REPUBLIKA.CO.ID, JAKARTA – Pemerintah telah memutuskan kenaikan harga Bahan Bakar Minyak (BBM) subsidi per Sabtu (3/9) kemarin. Keputusan pemerintah ini memicu penolakan dari berbagai elemen masyarakat.
Rencananya, Partai Buruh dan organisasi Serikat Buruh pun akan kembali menggelar demonstrasi penolakan secara besar-besaran terhadap kenaikan harga BBM. Menanggapi hal ini, Presiden Joko Widodo (Jokowi) meminta agar aksi demonstrasi tersebut dilakukan dengan cara-cara yang baik.
“Ya ini kan negara demokrasi. Sampaikan dengan cara-cara yang baik,” ujar Jokowi di Sarinah, Jakarta, Senin (5/9) petang.
Sebelumnya, dalam siaran pers yang diterima, Presiden Partai Buruh Said Iqbal menyampaikan, puluhan ribu buruh akan menyampaikan aksi demontrasi pada 6 September. "Partai Buruh dan Serikat Buruh akan melakukan aksi puluhan ribu buruh pada tanggal 6 September 2022," kata dia, Ahad (4/9).
Said mengatakan, untuk di Jakarta, aksi akan dipusatkan di Gedung DPR RI. Demonstrasi itu membawa tuntutan agar Pimpinan DPR RI memanggil Menko Perekonomian, Menteri Keuangan, Menteri ESDM, dan para menteri yang terkait dengan kebijakan perekonomian.
"Pimpinan DPR dan Komisi terkait ESDM DPR RI harus berani membentuk Pansus atau Panja BBM," ungkap Said.
Selain di Gedung Parlemen, lanjut Said, massa buruh juga melakukan aksi serentak di 33 provinsi lainnya. Aksi dipusatkan di kantor gubernur masing-masing. "Bilamana aksi 6 September tidak didengar pemerintah dan DPR, maka Partai Buruh dan KSPI akan mengorganisir aksi lanjut dengan mengusung isu; tolak kenaikan harga BBM, tolak omnibus law, dan naikkan upah tahun 2023 sebesar 10-13 persen," ujarnya.
Seperti diketahui, Presiden Jokowi sebelumnya telah mengumumkan kenaikan harga BBM pada Sabtu (3/9). Harga Pertalite naik dari Rp 7.650 menjadi Rp 10.000/liter.

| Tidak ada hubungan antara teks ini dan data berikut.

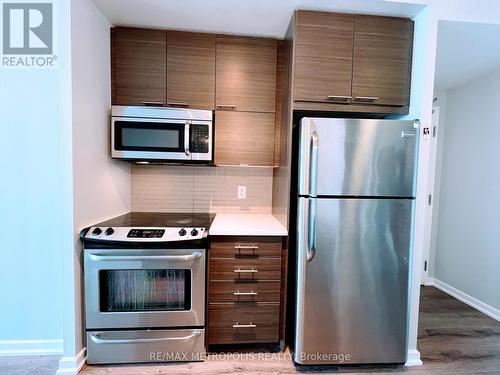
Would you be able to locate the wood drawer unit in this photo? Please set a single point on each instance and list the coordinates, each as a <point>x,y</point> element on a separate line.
<point>246,247</point>
<point>241,270</point>
<point>245,290</point>
<point>243,323</point>
<point>257,291</point>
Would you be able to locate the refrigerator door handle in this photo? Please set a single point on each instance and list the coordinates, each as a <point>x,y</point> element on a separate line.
<point>311,230</point>
<point>313,176</point>
<point>308,159</point>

Kemudian harga solar subsidi naik dari Rp 5.150 jadi Rp 6.800/liter. Pertamax juga ikut naik dari Rp 12.500 jadi Rp 14.500/liter.
Said Iqbal menjelaskan, terdapat sedikitnya dua alasan mengapa Partai Buruh dan elemen buruh lainnya menolak kenaikan harga BBM. Pertama, kenaikan BBM tersebut akan menurunkan daya beli kelas pekerja hingga 50 persen. Sebab, saat ini saja daya beli buruh sudah turun 30 persen karena inflasi.
Di sisi lain, lanjut dia, upah buruh tidak naik dalam tiga tahun terakhir. Bahkan Menteri Ketenagakerjaan sudah mengumumkan bahwa pemerintah dalam menghitung kenaikan UMK 2023 kembali menggunakan PP 36/2021. "Dengan kata lain, diduga tahun depan upah buruh tidak akan naik lagi," katanya.
Alasan kedua, kata Said, adalah kenaikan harga BBM dilakukan di tengah turunnya harga minyak dunia. Karena itu, dia menilai pemerintah hanya mencari untung di tengah kesulitan rakyat. "Kenaikan ini dilakukan di tengah negara lain menurunkan harga BBM. Seperti di Malaysia, dengan Ron yang lebih tinggi dari pertalite, harganya jauh lebih murah," katanya.